# Gutter installation photos and dilemma



## Gutterberg (3 mo ago)

As everyone else I have downspout gutters and I like to prevent rain from entering my house or any house. I would love if you guys share your opinions on the attached photos whether you think the gutter downspout installations are correct?

Don't you think this doesn't look good when a downspout gutter is installed in this "lazy" fashion by making it longer than the roof? Should they have created yet another curve in the downspout instead? Armed with your professional opinions I may ask the installer to correct it. This is how they install downspout rain gutters in Portugal (Azores).










This is how it looks like from the end. Pay attention to how they attached the gutter, bu drilling holes into the clay tiles instead of screwing the gutter into the wall. The downspout gutter is hanging on the ends of the clay tiles alone. I guess because the clay tiles protrude so much from the wall this is they easy way to install it without having to deal with large and complicated brackets. Pay also attention to how wide the gutter was made at the other end like a protruding lip. It may catch more water that way, but sure does look ÖÖgly, doesn't it?




























While pushing and shoving the downspout under the corner roof tile the installers (CALEIRAÇORES) broke it in half and glued it with caulk (!?). The tile is now resting on the gutter downspout and is raised too much and looks kind of unnatural. What do YOU think?




























On the other end of the house, same style, protruding gutter downspout:










And the first mentioned side installation complete view:


----------



## BirminghamRoofs (Jul 2, 2020)

Thats rough there. They drilled through the tiles. What did you want to know about the gutter job?


----------



## KJB420 (Jul 29, 2017)

I guess I'm just not understanding why a gutter run would be put up there to begin with. It looks like it was put there to keep water from running down that wall, but that shouldn't be an issue with as far as the tiles protrude. Then again, the company I worked for that trained me on gutters didn't do clay tile roofs so maybe they are different like that. You're right though, it looks strange to say the least.


----------



## Gutterberg (3 mo ago)

PHOTO: temp — Postimages

Please take a look at the photo in the above link. Don't you think the gutter run should have ended where the red vertical line is drawn by me? And don't you think the downspout should have been designed and bent the way I drew with a red line? So that the gutter run does not protrude beyond the wall.

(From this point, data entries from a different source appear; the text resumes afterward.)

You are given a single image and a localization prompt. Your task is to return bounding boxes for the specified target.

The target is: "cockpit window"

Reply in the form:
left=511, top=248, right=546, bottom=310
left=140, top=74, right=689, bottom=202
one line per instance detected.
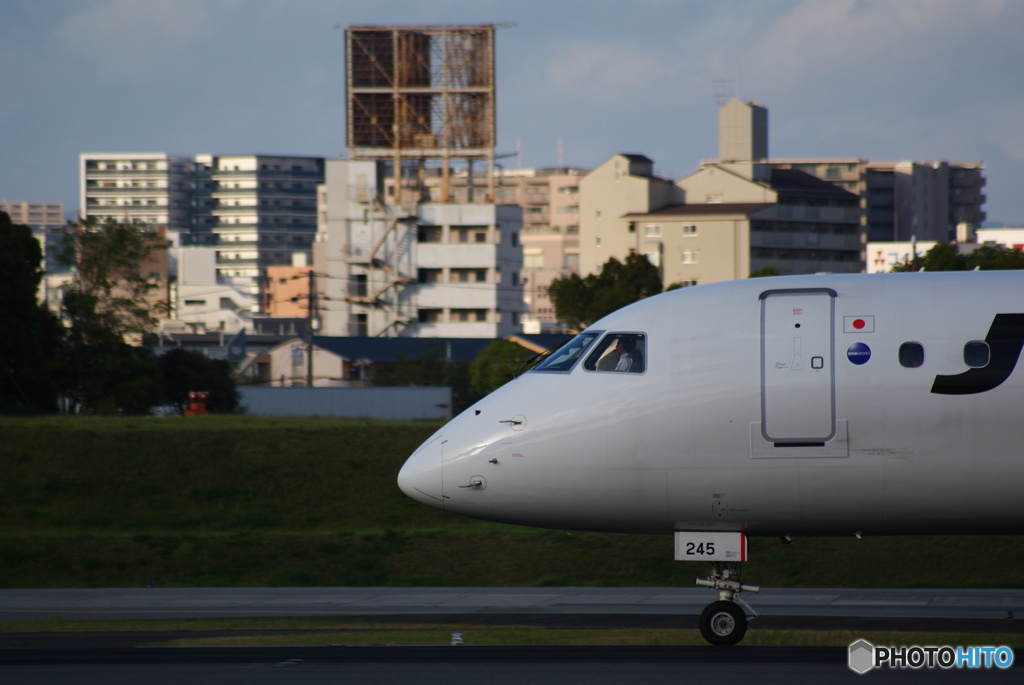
left=531, top=331, right=601, bottom=371
left=583, top=333, right=647, bottom=374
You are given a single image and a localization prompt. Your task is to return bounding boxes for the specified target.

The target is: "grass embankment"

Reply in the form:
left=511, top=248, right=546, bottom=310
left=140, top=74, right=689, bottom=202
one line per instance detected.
left=0, top=417, right=1024, bottom=588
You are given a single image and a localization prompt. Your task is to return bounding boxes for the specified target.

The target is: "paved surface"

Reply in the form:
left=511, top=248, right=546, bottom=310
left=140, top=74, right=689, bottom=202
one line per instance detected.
left=0, top=647, right=1020, bottom=685
left=0, top=588, right=1024, bottom=685
left=0, top=588, right=1024, bottom=622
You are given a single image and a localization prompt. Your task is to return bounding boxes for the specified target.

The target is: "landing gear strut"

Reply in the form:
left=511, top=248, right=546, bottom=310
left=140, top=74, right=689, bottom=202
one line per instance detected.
left=696, top=561, right=761, bottom=645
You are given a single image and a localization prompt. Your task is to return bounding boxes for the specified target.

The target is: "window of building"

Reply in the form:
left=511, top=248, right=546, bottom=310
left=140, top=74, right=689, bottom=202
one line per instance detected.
left=899, top=343, right=925, bottom=369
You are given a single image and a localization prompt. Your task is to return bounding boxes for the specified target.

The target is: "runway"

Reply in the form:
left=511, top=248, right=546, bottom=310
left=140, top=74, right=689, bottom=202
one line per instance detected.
left=0, top=588, right=1024, bottom=685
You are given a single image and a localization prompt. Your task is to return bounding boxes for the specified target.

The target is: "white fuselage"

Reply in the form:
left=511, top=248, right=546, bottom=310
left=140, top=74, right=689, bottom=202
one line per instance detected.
left=398, top=271, right=1024, bottom=536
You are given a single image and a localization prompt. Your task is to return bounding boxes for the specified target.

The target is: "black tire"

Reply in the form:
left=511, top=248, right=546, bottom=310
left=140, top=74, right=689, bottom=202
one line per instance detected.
left=700, top=599, right=746, bottom=645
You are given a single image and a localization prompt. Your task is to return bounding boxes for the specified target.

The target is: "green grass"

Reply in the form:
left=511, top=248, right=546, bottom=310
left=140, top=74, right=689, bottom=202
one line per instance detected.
left=0, top=416, right=1024, bottom=588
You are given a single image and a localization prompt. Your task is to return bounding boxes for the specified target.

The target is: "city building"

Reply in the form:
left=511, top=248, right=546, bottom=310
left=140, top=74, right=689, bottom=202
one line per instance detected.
left=313, top=160, right=522, bottom=338
left=580, top=100, right=863, bottom=287
left=161, top=246, right=259, bottom=334
left=191, top=155, right=324, bottom=295
left=0, top=200, right=70, bottom=311
left=770, top=158, right=985, bottom=243
left=385, top=167, right=587, bottom=333
left=79, top=153, right=193, bottom=240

Now to comment on your question: Why gutters were ordered to be installed in those short roof runs was because in the both rooms under that lower roof there are leaks during rain, either just rain and especially when rain pours at an angle. So over the years I got tired of catching the pouring rain in my room and the walls, ceiling and the floor become messed up by the leaking rain water. Someone suggested to pain two last rows of the clay tile and install gutters there in order to try to prevent rain water leaking into the house below. Does that make sense?

PHOTO: temp — Postimages

There seems to be a recent change made on how photos are attached on this forum. Thus the above link leads to the photo that I want to illustrate with.


----------